AN: Who was this fair created for?
MP: QMM is a celebration of queer arts, healing and liberation and centers the work of QTBIPOC, working class, and socially engaged artists and healers.
AN: Accessibility is important. What aspects of accessibility does the team at Queer Magic Makers consider when putting on an event? What are the ways in which it is practiced?
MP: Our first hour on both days (12-1pm) are our Access Hours, for folx who need more space to be in the space. This is definitely recommended for folx with disabilities that may find it harder to access the space when there are more people. Also, Magic Makers is a Fragrance Free event and we ask anyone who plans on attending to come fragrance free!
We are also trying to incorporate a children's space/childcare this year so our Queer family with children community can attend this event without fear their child will have nothing to participate in.
AN: Can you share a few vendors/products you’re especially excited for this year?
MP: I’m not trying to be biased but DEF the MM crew who will be out there both days, Bujerixa Designs (hex the patriarchy shirts!), Eye of Crow (Herbs and elixirs), Illustrated Truths (Prints and paintings), Diasporan Savant (prints and pins and more!), Free4real kitchen (Food on sunday), Little Spoon Ice Cream,... and the GOATS! (they aren’t a part of the crew but there will be Goats outside to say hi to!)
AN: What do you envision this fair will look like in the future?
MP: EVERY ACCESSIBILITY NEED WILL BE IN PRACTICE! Including crowd control so folx can access the healing of the space even if they can't be in too big of crowds.
info RE: queer magic makers fair 2018:
Following information has been copied from the Queer Magic Makers website.

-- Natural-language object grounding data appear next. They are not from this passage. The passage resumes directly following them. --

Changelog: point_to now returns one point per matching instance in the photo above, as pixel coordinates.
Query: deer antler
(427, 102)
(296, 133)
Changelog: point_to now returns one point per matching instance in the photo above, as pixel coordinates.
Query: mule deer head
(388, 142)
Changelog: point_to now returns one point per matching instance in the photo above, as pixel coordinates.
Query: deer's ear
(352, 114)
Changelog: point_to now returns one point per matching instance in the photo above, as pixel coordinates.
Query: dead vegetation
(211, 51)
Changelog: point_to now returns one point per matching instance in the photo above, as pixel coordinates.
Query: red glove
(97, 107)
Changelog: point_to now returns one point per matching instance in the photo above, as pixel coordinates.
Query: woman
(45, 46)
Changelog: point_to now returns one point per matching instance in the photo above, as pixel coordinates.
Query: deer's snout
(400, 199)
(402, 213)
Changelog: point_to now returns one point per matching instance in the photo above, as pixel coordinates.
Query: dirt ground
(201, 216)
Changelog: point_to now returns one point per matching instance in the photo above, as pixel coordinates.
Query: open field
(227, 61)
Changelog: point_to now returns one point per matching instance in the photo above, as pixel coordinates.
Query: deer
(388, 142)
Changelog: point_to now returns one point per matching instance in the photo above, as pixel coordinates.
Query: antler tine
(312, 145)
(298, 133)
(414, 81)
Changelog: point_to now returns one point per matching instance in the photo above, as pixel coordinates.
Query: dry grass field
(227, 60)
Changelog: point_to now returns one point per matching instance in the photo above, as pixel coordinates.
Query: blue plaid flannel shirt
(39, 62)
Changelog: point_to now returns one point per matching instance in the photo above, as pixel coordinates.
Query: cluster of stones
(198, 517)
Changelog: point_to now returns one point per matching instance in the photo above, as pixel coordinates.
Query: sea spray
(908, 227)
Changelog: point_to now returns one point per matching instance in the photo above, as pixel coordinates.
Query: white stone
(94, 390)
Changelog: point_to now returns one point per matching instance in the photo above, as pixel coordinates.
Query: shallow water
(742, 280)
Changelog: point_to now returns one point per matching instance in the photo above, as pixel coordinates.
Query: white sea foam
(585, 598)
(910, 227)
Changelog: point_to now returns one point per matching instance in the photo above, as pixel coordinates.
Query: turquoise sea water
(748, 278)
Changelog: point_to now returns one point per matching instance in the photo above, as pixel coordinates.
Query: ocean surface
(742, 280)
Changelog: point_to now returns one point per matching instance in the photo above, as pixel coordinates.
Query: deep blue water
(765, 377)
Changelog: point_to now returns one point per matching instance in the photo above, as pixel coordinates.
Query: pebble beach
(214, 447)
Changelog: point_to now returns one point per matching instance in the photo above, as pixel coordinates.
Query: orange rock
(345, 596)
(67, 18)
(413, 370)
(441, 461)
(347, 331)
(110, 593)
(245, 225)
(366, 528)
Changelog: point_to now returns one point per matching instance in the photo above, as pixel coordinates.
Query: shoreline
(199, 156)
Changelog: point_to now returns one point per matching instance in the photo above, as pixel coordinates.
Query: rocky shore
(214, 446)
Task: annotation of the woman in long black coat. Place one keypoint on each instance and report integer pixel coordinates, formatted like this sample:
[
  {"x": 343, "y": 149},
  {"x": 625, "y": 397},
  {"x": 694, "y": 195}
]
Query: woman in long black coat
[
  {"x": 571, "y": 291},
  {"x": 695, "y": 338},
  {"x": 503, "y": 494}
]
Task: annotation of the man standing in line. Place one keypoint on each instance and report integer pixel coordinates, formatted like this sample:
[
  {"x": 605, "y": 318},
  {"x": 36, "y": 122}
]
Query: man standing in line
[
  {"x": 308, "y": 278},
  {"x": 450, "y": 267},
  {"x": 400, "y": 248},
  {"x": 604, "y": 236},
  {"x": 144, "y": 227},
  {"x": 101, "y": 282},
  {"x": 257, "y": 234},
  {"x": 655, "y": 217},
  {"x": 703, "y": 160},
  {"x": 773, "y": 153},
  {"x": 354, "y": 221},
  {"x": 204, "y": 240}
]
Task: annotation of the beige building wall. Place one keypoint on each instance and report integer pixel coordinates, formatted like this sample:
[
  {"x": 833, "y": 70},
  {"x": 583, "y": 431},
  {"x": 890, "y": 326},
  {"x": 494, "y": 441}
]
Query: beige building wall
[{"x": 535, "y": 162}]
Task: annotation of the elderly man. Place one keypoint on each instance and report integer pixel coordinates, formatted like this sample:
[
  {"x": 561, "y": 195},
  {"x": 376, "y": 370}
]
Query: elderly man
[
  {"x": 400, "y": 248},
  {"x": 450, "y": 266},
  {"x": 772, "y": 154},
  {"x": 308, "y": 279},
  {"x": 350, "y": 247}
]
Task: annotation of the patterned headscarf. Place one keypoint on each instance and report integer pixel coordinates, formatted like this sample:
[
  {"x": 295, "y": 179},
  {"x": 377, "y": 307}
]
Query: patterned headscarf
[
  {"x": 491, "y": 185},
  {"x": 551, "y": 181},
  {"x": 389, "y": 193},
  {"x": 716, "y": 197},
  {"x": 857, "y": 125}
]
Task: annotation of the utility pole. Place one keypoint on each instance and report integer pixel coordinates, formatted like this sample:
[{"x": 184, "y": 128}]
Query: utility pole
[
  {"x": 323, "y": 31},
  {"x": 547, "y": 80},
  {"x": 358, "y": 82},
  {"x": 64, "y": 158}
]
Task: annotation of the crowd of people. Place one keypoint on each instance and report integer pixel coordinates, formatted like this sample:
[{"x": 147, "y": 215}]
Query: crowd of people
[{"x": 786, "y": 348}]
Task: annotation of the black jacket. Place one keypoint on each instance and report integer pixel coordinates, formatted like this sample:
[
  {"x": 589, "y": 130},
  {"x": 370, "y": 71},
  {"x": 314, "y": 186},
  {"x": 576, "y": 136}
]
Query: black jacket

The sixth annual M∆GIC M∆KERS will be a two-day event, with a completely different roster of artists, healers, treat makers, and DJs each day:
Saturday Dec 1st, 12pm* – 6pm
Sunday Dec 2nd, 12pm* – 6pm
Humanist Hall, 390 27th St, Oakland, CA
Please read details, including notes on access before you join us! Magic Makers is open to the general public from 1-6PM; For the first hour (12-1PM), we’re prioritizing access & comfort for anyone who prefers to avoid crowds (due to mobility, anxiety, scents, etc). Please help us increase access for folks who need this space and do not come until 1pm if you don’t need to be there for these reasons. Thank you! If you come at 12PM and are wearing scents, we will ask you to shower and return at 1PM Please come scent-free for the entire event to help make this space accessible to everyone.
Mitali Purkayastha has been one of Magic Makers core and "MCing/ Mic Diva" for 3 years and loving up on Magic Makers as a volunteer for the last 5 years! Mitali identifies as trans* genderqueer nonbinary South Asian stemming diasporically from Bangaldesh and south India. Living in Oakland/Occupied Ohlone Land for 9 years, They have noticed so much gentrification and the removal of (QT)BIPOC art and healing spaces in Oakland/BayArea/ Occupied Ohlone Land year after year, more and more. It’s such a privilege and honor to be a part of this Magic Making space, uplifting QTBIPOC in Oakland. Mitali themselves is a full time Forest Freedom Preschool Teacher at Abundant Beginnings. They teach the littles in the forest how to know their rights, themselves, and to be freedom fighters. Alongside being Teacher Tali, Mitali surrounds themselves with energy healing work, working with Medicine, Food, and Dance/Performance. Mitali loves supporting Magic Makers curation and this work surrounding community and our intersections of intentional and sacred healing.